Stickers are easy enough: peel off sheet, apply to robot. I usually pick them up on the end of a hobby knife to get some control, and then just try to get them in the right spot and smush them down into place. Do note on the instructions that sometimes – I’m thinking here of the metallic stickers on RG inner frames – these are applied mid-build, rather than at the end. They kind of suck compared to the other styles, but they are extremely easy.
For dry transfers, cut them out, then stick a little piece of tape to the corner, and run the blunt end of a paint brush or hobby knife around on it. Peel it back a bit, and if it’s not all on the model, rub it some more. These are more durable than waterslides, but not by much, so you’ll still very much want to varnish them.
Waterslides, people will tell you to absolutely need to get micro-sol and micro-set, but: you don’t. They’re good products, and nice to have, for sure, but they aren’t necessary. The important thing is to use a good sharp blade (or scissors) to cut them out, then gloss varnish for protection and matte varnish for the final look. We already talked about this for Warhammer models, and all of that advice still applies.
In any case, I keep a pen handy to cross out the numbers on the instructions as I go. It helps to keep track of what I’ve already applied. Don’t worry if you have extras, that’s actually pretty normal, for Bandai to just fill up remaining space on the sheet with some bonus stickers. This is also useful when one of them inevitably tears or goes flying and gets lost forever. Neat!
Order of Operations
This is going to depend a little bit on your materials, but I’ll start by laying out the process I use on 90% of the kits I build, including where and when is a good time to give up and call it done. Since the instructions are usually based on assembling one subsection at a time – left leg, right leg, torso, backpack, etc – I like to complete one piece all the way, before moving on to the next one. So my usual workflow is something like this:
- Assemble the leg (assume it’s a leg here).
- Mess with it for a while, move it around, because it’s just so cool. Also because seeing how the parts move around may give you an idea of how to reach some of the more difficult spots.
- Panel line the armor with a pen-style marker. You want to do this first, because the stickers might cover some of the lines and make it a pain to do later, and because varnish will clog up the pen (this is how I killed my gray marker). Note that I did say armor here: I usually don’t bother doing anything on the mechanical frame parts – they aren’t usually visible, and/or are in such a dark gray that painting more black on it won’t show up. Not worth the effort.
- Apply any stickers or decals that came in the box. For a High Grade, there might not be any. Real Grades or a Ver.Ka, you are going to spend more time stickering than you are building. This is also where you’d gloss varnish any waterslides. Don’t wait on that, they are extremely fragile until varnished.

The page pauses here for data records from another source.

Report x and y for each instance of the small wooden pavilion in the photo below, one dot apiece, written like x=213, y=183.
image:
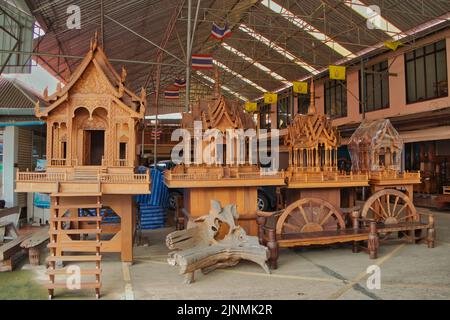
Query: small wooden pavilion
x=376, y=148
x=91, y=156
x=230, y=177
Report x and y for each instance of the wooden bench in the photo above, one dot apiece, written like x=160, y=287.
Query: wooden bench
x=394, y=213
x=312, y=221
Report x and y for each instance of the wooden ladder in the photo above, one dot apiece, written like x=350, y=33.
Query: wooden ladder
x=64, y=240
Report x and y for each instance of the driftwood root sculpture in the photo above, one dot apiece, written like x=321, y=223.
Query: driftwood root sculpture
x=214, y=241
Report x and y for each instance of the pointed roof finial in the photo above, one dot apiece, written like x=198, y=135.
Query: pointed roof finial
x=124, y=74
x=95, y=44
x=312, y=103
x=217, y=83
x=143, y=94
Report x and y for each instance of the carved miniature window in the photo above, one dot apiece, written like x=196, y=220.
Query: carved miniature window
x=122, y=150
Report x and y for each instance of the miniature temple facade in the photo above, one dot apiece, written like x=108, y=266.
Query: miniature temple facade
x=376, y=148
x=313, y=144
x=233, y=175
x=91, y=154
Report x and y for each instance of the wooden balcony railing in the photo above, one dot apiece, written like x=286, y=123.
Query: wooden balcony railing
x=67, y=177
x=41, y=176
x=124, y=178
x=216, y=176
x=390, y=174
x=120, y=163
x=58, y=162
x=327, y=176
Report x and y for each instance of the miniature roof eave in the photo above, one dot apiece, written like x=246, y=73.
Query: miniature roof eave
x=74, y=78
x=44, y=113
x=133, y=114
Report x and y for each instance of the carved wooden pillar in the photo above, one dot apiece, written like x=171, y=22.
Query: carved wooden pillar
x=49, y=141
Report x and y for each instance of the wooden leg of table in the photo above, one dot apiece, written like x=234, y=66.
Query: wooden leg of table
x=373, y=241
x=127, y=228
x=273, y=247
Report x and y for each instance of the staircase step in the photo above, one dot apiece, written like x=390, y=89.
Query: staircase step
x=74, y=258
x=76, y=231
x=76, y=219
x=76, y=244
x=85, y=285
x=63, y=271
x=78, y=206
x=76, y=194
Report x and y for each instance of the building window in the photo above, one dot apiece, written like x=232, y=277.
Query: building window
x=376, y=86
x=335, y=98
x=122, y=150
x=264, y=116
x=284, y=109
x=304, y=100
x=426, y=73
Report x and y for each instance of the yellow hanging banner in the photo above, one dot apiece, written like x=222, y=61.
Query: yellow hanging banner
x=337, y=72
x=251, y=106
x=300, y=87
x=270, y=98
x=393, y=45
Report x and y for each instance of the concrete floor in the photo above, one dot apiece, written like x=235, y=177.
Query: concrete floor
x=407, y=272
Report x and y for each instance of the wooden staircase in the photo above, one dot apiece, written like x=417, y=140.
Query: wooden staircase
x=67, y=236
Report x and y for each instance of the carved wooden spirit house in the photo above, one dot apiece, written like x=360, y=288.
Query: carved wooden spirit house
x=376, y=148
x=313, y=141
x=231, y=176
x=91, y=156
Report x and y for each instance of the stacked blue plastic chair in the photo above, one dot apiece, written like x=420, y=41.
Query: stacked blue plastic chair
x=152, y=207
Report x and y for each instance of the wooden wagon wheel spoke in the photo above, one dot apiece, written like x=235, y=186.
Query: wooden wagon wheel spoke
x=303, y=213
x=388, y=205
x=326, y=218
x=401, y=209
x=395, y=205
x=382, y=208
x=296, y=219
x=398, y=211
x=406, y=217
x=292, y=227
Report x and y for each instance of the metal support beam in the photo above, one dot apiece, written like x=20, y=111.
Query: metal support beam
x=188, y=57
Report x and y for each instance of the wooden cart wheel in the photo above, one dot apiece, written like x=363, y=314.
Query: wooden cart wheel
x=309, y=215
x=389, y=206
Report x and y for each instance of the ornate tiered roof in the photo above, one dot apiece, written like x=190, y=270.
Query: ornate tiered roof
x=98, y=75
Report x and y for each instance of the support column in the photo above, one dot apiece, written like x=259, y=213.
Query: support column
x=127, y=229
x=10, y=158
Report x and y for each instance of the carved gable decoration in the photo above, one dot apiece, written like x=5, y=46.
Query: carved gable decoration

- Apply your mate varnish of choice, taking care to articulate the limb and make sure you get in all the bits that are only visible with the joints in certain positions.

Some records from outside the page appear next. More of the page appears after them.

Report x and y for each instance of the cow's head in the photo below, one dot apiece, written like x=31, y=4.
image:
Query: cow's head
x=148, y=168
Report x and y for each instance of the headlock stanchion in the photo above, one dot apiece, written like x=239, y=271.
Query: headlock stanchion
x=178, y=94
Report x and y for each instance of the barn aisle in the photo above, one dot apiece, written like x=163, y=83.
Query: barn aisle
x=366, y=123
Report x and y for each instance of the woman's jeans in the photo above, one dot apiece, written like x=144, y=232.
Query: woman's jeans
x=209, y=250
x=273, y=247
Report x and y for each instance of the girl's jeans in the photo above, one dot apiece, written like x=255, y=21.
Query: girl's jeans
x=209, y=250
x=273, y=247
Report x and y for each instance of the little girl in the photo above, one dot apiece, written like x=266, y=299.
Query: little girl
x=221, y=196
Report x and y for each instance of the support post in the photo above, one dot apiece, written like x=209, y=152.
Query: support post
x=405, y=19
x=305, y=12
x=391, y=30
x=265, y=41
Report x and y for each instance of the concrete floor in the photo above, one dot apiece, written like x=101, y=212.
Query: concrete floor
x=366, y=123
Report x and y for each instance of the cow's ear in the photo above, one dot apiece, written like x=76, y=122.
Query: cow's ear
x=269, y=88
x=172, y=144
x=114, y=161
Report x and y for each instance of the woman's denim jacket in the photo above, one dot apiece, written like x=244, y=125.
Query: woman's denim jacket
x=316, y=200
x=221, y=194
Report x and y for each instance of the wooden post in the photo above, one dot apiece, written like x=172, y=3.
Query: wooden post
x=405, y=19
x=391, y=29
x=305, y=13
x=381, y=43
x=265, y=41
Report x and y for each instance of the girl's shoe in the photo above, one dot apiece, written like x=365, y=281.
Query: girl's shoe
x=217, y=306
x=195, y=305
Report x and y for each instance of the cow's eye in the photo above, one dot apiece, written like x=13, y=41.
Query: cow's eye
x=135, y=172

- Move on to the next limb and start again.
Now the exceptions: If you’re using waterslide decals, you’ll absolutely need to matte the whole thing at the end. Alternatively, if you’re using a flow-style panel liner, gloss varnish the kit before you do that (this would put it between steps 2 and 3) to make it flow better, and then matte varnish it at the end.
That’s it. There are more advanced techniques, such as “painting”, with which you may in fact already be familiar. For the entry-level Gundam hobbyist though, this should give you a firm grasp of the basics. Go out and build yourself a robot, why don’t you.